Yesterday, I decided I would go visit my neighbours- nothing out of the ordinary. My na gosti-ing started around noon.

8 hours, 3 houses, 9 sets of neighbours, 5 glasses of soda, and 4 gifts later, I arrived home.

Today, I had the priviledge of having guests at my house as some of the neighbourhood children came over to play Uno and draw.   

4 hours, 10 games of Uno, 3 children, and 8 uses of my Eng-MK dictionary later, I was home alone.

And now a......

Reader's Digest Version of The Art of Na Gosti-ing
1) You have to sometimes work for your na gostis. You might have to do what is uncommon for Americans- just appear on someone's doorstep and basically invite yourself in. This is the hardest part of na gosti-ing in my mind, getting used to just appearing and not worrying if you are being an inconvenience. After being here almost a year, this is still something I struggle with, even with my closest friends and neighbours here that I usually see a couple times a week. However, if you are willing to step out of your comfort zone and ring someone's doorbell, you are in for a treat.

2) Clear your schedule for at least 3 hours. I have had na gostis last up to eight or nine hours and then they were begging me to spend the night. Be prepared to spend quite a bit of time at someone's house when you go.  

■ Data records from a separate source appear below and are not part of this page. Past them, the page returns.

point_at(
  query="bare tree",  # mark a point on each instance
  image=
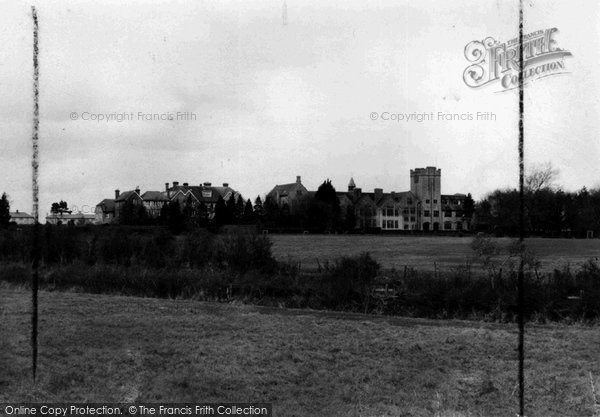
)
(541, 176)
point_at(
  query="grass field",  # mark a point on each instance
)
(422, 252)
(307, 363)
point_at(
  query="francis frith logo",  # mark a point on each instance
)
(496, 62)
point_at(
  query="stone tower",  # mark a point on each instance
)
(426, 184)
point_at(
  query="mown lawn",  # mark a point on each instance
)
(424, 252)
(112, 348)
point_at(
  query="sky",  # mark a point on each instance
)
(275, 89)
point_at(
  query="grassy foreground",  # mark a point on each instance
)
(307, 363)
(420, 252)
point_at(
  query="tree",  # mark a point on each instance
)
(326, 210)
(175, 217)
(221, 212)
(60, 207)
(240, 208)
(258, 209)
(4, 211)
(230, 209)
(248, 212)
(541, 176)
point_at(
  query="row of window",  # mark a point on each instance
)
(393, 224)
(436, 213)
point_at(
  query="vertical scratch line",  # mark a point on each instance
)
(521, 295)
(35, 188)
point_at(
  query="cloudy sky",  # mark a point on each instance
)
(280, 89)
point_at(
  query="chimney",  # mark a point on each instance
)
(378, 194)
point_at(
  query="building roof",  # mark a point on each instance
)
(126, 195)
(76, 216)
(20, 215)
(154, 196)
(285, 189)
(381, 199)
(108, 205)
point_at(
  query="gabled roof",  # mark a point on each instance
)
(108, 205)
(283, 189)
(20, 215)
(154, 196)
(124, 196)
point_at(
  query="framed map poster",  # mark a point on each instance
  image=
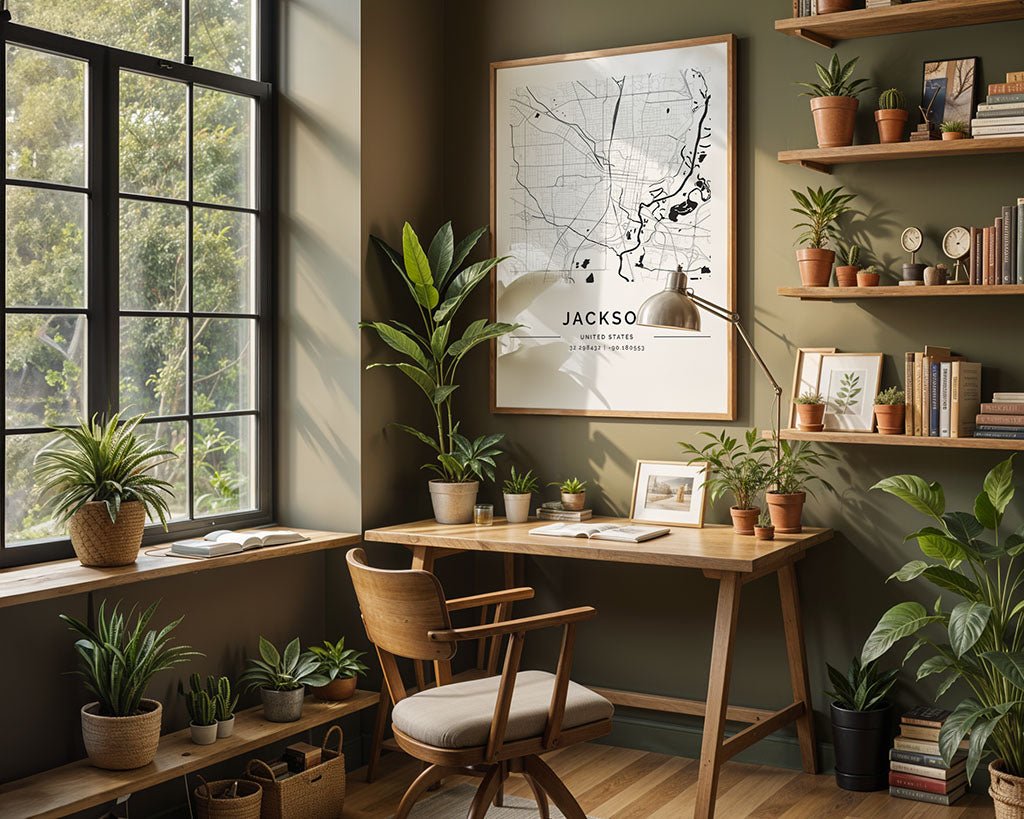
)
(609, 169)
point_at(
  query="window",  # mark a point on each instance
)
(138, 243)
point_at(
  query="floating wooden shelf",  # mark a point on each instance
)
(896, 292)
(78, 786)
(900, 440)
(826, 30)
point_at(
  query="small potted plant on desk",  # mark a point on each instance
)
(339, 664)
(862, 725)
(737, 468)
(518, 491)
(281, 678)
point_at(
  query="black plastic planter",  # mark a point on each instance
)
(862, 740)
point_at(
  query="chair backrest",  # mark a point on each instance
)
(399, 607)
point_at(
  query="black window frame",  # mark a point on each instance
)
(104, 65)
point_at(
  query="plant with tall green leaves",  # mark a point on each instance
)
(103, 461)
(821, 210)
(439, 288)
(119, 657)
(742, 468)
(979, 641)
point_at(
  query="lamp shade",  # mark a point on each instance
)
(672, 307)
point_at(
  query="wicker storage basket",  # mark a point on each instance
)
(210, 802)
(315, 793)
(1007, 791)
(99, 543)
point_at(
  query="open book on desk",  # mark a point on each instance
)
(224, 542)
(630, 533)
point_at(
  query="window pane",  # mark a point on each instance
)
(26, 517)
(223, 147)
(222, 264)
(222, 354)
(45, 141)
(221, 35)
(153, 136)
(152, 27)
(45, 248)
(45, 357)
(153, 256)
(154, 354)
(223, 466)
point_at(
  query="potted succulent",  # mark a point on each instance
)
(862, 725)
(202, 710)
(890, 411)
(739, 468)
(518, 490)
(847, 266)
(117, 659)
(834, 101)
(792, 475)
(891, 116)
(820, 210)
(810, 412)
(97, 477)
(281, 678)
(431, 357)
(979, 641)
(954, 129)
(341, 666)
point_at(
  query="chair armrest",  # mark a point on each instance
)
(491, 598)
(519, 626)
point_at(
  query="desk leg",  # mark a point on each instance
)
(794, 627)
(718, 694)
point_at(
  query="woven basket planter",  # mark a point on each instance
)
(99, 543)
(1007, 791)
(122, 743)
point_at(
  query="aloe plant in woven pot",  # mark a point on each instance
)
(117, 659)
(979, 642)
(432, 355)
(737, 467)
(98, 480)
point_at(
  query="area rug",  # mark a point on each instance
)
(454, 803)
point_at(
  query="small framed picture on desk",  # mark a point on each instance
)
(669, 492)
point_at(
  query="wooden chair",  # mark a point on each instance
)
(485, 727)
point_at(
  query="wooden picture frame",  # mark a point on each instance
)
(553, 365)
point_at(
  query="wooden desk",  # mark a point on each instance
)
(730, 559)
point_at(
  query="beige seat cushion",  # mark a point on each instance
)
(459, 716)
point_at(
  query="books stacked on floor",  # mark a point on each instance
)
(942, 394)
(1001, 418)
(996, 255)
(915, 767)
(1003, 112)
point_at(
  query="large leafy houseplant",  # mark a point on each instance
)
(980, 640)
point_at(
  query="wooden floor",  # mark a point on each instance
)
(621, 783)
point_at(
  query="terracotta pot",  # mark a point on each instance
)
(891, 419)
(786, 511)
(810, 417)
(815, 266)
(835, 118)
(336, 690)
(122, 743)
(743, 520)
(892, 124)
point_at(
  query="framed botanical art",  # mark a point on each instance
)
(609, 169)
(669, 492)
(849, 382)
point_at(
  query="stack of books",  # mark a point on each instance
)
(1003, 418)
(942, 394)
(915, 767)
(1003, 112)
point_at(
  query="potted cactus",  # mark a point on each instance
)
(891, 116)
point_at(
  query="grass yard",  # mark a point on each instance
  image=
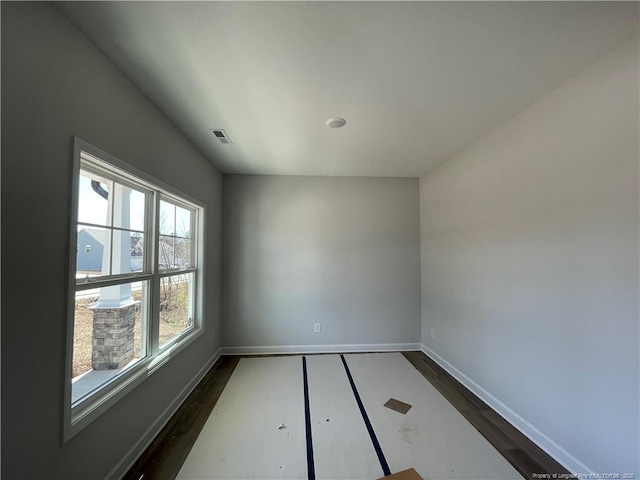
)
(173, 321)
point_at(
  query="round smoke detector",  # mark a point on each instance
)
(336, 122)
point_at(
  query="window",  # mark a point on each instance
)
(135, 282)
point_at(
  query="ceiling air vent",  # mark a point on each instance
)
(222, 136)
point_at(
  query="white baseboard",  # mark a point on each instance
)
(536, 436)
(121, 468)
(299, 349)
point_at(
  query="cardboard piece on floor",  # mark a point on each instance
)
(397, 405)
(409, 474)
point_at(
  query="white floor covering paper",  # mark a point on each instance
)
(241, 439)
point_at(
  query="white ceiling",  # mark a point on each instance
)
(417, 82)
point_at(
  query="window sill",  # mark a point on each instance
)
(89, 407)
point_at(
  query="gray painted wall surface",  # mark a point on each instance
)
(530, 263)
(56, 84)
(339, 251)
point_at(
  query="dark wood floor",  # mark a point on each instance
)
(166, 454)
(522, 453)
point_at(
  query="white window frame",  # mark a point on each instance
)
(85, 410)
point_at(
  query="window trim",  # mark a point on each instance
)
(83, 413)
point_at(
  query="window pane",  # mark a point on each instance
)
(92, 200)
(128, 208)
(166, 253)
(176, 306)
(167, 218)
(127, 252)
(110, 324)
(183, 222)
(92, 257)
(183, 253)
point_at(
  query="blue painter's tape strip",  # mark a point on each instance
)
(365, 417)
(311, 471)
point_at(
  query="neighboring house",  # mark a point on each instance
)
(91, 249)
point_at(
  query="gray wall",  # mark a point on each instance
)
(343, 252)
(530, 264)
(56, 84)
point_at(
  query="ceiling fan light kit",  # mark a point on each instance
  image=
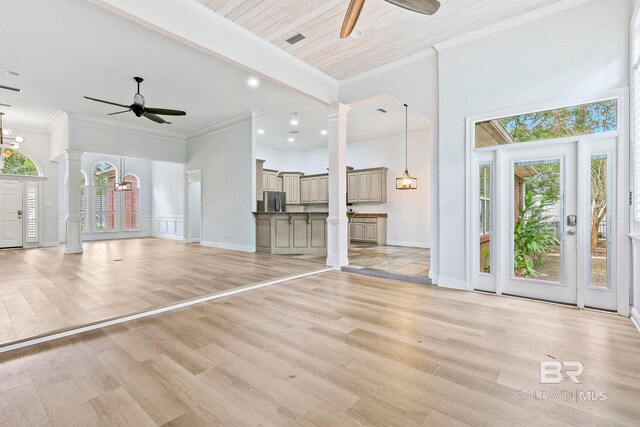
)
(425, 7)
(140, 109)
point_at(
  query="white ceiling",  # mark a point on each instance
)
(364, 122)
(65, 49)
(390, 33)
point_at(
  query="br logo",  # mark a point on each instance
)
(552, 372)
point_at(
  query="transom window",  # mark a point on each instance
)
(15, 163)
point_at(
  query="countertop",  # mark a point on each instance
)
(366, 215)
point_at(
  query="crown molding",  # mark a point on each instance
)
(224, 124)
(349, 141)
(509, 23)
(82, 119)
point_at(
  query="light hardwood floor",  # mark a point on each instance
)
(42, 290)
(331, 349)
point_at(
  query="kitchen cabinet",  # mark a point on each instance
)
(369, 228)
(291, 186)
(259, 180)
(269, 180)
(314, 189)
(367, 186)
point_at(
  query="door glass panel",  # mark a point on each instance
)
(485, 217)
(599, 224)
(537, 209)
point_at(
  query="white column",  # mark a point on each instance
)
(337, 235)
(73, 243)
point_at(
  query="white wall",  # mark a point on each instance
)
(577, 52)
(167, 200)
(416, 84)
(139, 167)
(409, 220)
(227, 161)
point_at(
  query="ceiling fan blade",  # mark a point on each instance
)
(106, 102)
(426, 7)
(351, 18)
(155, 118)
(119, 112)
(165, 112)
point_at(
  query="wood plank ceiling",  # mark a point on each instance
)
(390, 33)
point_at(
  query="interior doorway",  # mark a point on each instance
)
(11, 233)
(194, 206)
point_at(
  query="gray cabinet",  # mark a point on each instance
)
(367, 186)
(291, 186)
(314, 189)
(369, 229)
(269, 180)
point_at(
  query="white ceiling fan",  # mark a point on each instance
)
(426, 7)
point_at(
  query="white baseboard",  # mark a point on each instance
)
(228, 246)
(635, 317)
(168, 236)
(424, 245)
(118, 235)
(444, 282)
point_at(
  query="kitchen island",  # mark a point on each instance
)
(291, 233)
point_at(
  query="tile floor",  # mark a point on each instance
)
(398, 260)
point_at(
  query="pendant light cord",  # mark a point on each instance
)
(406, 137)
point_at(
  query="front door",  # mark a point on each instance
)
(539, 222)
(10, 213)
(547, 221)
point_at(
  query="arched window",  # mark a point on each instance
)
(132, 203)
(15, 163)
(84, 202)
(105, 198)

3) Learn when are the right times for nodding, saying "da", smiling, and laughing even if you have no idea what the conversation is about. It will save you lots of time having people retell stories to you over and over using different vocabulary each time. Warning with this strategy: if you do this too much, you could end up agreeing to lots of things you don't want to and people will start to think your Macedonian is better than it is, thus leading to even more advanced conversations that go over your head even more.

4) Even if you don't want it, learn to accept and drink lots of soda and coffee and be prepared to eat. In most Macedonian homes, your soda glass will be filled almost immediately after you take one sip and you must finish your glass before you go home, so drink slowly if you want to limit the amount of soda you have to drink. Don't want coffee? Try telling them that if you drink coffee now, you won't sleep later. That is the only excuse I have found that allows me to turn down coffee without too much fuss. Who cares if you just ate a 5 course meal, if you na gosti, be ready to eat even more.

5) Ring, ring. "Hello (pause) Oh hi Stephen Kutzy (pause) You need to talk to me right now? Ok." Become familiar with the Fake Call feature on your phone. When the na gosti has reached a point of no return and you aren't sure how you will ever be able to escape, casually turn on the fake call feature and within a minute, you will have a perfectly acceptable excuse to escape back to your couch and external hard drive. "Sorry I have to talk to my boss at the Peace Corps right now. I am terribly sorry to leave. I will certainly come back though. Thanks!". Other acceptable excuses include: having a Skype meeting, Macedonian language homework, "I think I left my boiler on and don't want to get charged the electricity which is so expensive", and the always successful- "Its time to call my mom and dad (or another loved one back home)". This country survives on relationships, so it is a fool proof excuse.

6) Ajvar, slippers, homemade bread...the list goes on. Be prepared of the possibility of accepting gifts when you leave. If you are a regular visitor this may not happen after the first few times, but if you are a new guest, be ready because it might happen. Common gifts include: fruit and vegetables from their yard, flowers they grew, jars of ajvar, pindjur, and slatko, homemade treats like bread and cookies, and bracelets and other items the children have made/recently bought that you can wear and show off. I have also received: moldy pears, plastic bag "creations", scraps of fabric, and a container of liver. Yum. Yum.

The gifts I received in my na gosti-ing yesterday
A jar of ajvar- my first homemade ajvar in months!
The most stylish and elaborate knit slippers I have seen in this country
A bracelet made out of painted telephone cord
A friendship bracelet- the first one (the others are from Camp GLOW)
7) The final, and most important step, enjoy yourself. You will feel very uncomfortable at times, confused by the language, bored with the conversation topic, or stuffed to the gills with food and drink, however, in my mind, na gosti-ing is one of the most important and most rewarding parts of your service here. It is a chance to show the locals that you aren't so different/weird/scary after all.